Elise Stefanik Book Event: Poisoned Ivies
Why It Matters
The hearing and Stefanik’s book signal a shift toward congressional oversight of elite universities, threatening entrenched DEI policies and foreign funding practices while reshaping the future of American higher education.
Key Takeaways
- •Congresswoman Stefanik forced Harvard president's resignation after hearing.
- •Manhattan Institute’s city‑journal rankings pressure Ivy League accountability.
- •Foreign funding from China and Qatar exceeds $1 billion annually.
- •DEI policies linked to rising campus anti‑Semitism, per Stefanik.
- •Vanderbilt emerges as competitive alternative to Ivy League admissions.
Summary
The Manhattan Institute hosted Congresswoman Elise Stefanik to launch her new book, *Poisoned Ivies*. The memoir recounts the historic congressional hearing that Stefanik led after the October 7 Hamas attacks, where she questioned Ivy League presidents on whether calls for genocide of Jews violated campus codes of conduct. The hearing, which became the most‑watched testimony in congressional history, forced Harvard’s president to resign and sparked a broader reckoning across elite universities.
Stefanik highlighted several systemic issues: a surge of anti‑Semitic incidents tied to pro‑Hamas encampments, the entrenchment of DEI frameworks that she argues enable anti‑Jewish sentiment, and opaque foreign funding streams—particularly over $1 billion from China and Qatar flowing into American universities. She also cited the Manhattan Institute’s city‑journal college rankings as a new accountability tool that is already influencing university leadership decisions.

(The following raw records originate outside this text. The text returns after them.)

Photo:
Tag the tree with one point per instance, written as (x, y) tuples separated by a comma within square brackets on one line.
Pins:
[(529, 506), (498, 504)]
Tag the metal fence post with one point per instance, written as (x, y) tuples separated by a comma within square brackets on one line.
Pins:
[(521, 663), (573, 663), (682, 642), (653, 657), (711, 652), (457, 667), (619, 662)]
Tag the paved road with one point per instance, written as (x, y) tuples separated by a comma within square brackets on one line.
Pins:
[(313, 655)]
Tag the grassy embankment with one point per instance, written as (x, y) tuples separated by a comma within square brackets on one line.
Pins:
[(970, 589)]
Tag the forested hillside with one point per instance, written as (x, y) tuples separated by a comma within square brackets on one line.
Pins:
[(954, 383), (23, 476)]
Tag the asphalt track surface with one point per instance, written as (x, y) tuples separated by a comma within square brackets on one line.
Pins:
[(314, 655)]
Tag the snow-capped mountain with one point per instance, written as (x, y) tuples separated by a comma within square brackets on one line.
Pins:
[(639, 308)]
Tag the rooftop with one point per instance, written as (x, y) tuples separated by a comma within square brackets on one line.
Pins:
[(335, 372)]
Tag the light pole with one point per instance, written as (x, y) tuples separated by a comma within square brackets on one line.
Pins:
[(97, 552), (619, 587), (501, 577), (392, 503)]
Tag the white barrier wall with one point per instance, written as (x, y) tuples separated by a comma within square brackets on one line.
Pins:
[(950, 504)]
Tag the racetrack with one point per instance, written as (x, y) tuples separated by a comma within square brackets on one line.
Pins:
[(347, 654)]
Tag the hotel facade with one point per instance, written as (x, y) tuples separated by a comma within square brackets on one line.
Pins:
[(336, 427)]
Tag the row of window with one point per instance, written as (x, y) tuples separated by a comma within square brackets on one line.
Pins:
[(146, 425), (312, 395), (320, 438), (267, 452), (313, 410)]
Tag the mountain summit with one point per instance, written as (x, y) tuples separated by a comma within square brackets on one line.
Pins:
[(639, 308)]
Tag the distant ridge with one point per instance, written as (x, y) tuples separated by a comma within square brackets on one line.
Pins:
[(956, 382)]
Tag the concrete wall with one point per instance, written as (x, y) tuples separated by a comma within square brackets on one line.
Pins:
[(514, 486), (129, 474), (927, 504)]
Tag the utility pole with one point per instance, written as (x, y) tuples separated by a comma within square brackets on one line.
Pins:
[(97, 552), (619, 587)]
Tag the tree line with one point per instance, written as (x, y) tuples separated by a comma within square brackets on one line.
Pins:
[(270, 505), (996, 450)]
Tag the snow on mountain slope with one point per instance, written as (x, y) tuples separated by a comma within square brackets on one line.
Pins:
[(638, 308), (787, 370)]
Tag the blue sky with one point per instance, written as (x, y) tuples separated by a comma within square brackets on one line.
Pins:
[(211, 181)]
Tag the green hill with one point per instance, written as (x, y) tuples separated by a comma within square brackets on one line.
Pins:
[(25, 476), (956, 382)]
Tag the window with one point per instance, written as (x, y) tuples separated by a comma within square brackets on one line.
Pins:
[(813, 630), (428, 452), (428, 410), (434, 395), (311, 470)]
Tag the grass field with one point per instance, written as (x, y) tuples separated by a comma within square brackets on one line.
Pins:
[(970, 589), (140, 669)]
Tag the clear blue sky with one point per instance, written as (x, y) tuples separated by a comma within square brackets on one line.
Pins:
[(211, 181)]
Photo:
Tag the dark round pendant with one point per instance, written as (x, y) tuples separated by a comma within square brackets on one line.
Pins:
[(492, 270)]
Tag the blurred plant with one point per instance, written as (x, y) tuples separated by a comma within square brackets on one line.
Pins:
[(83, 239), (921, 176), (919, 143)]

Illustrative moments from the book include Harvard’s former president Claudine Gay’s evasive answer that “it depends on context,” the removal of Stefanik from Harvard’s Institute of Politics board, and Vanderbilt’s rise as a more competitive, non‑ideological alternative to Ivy League admissions. The testimony also spurred legislative action, such as the Deterrent Act, aimed at tightening disclosure of foreign gifts to higher‑education institutions.
The episode underscores a growing congressional willingness to intervene in higher‑education governance, pressuring elite schools to restore intellectual rigor, transparent funding, and protection for Jewish students. If sustained, these reforms could reshape admissions dynamics, curb foreign influence, and recalibrate the cultural climate on campuses nationwide.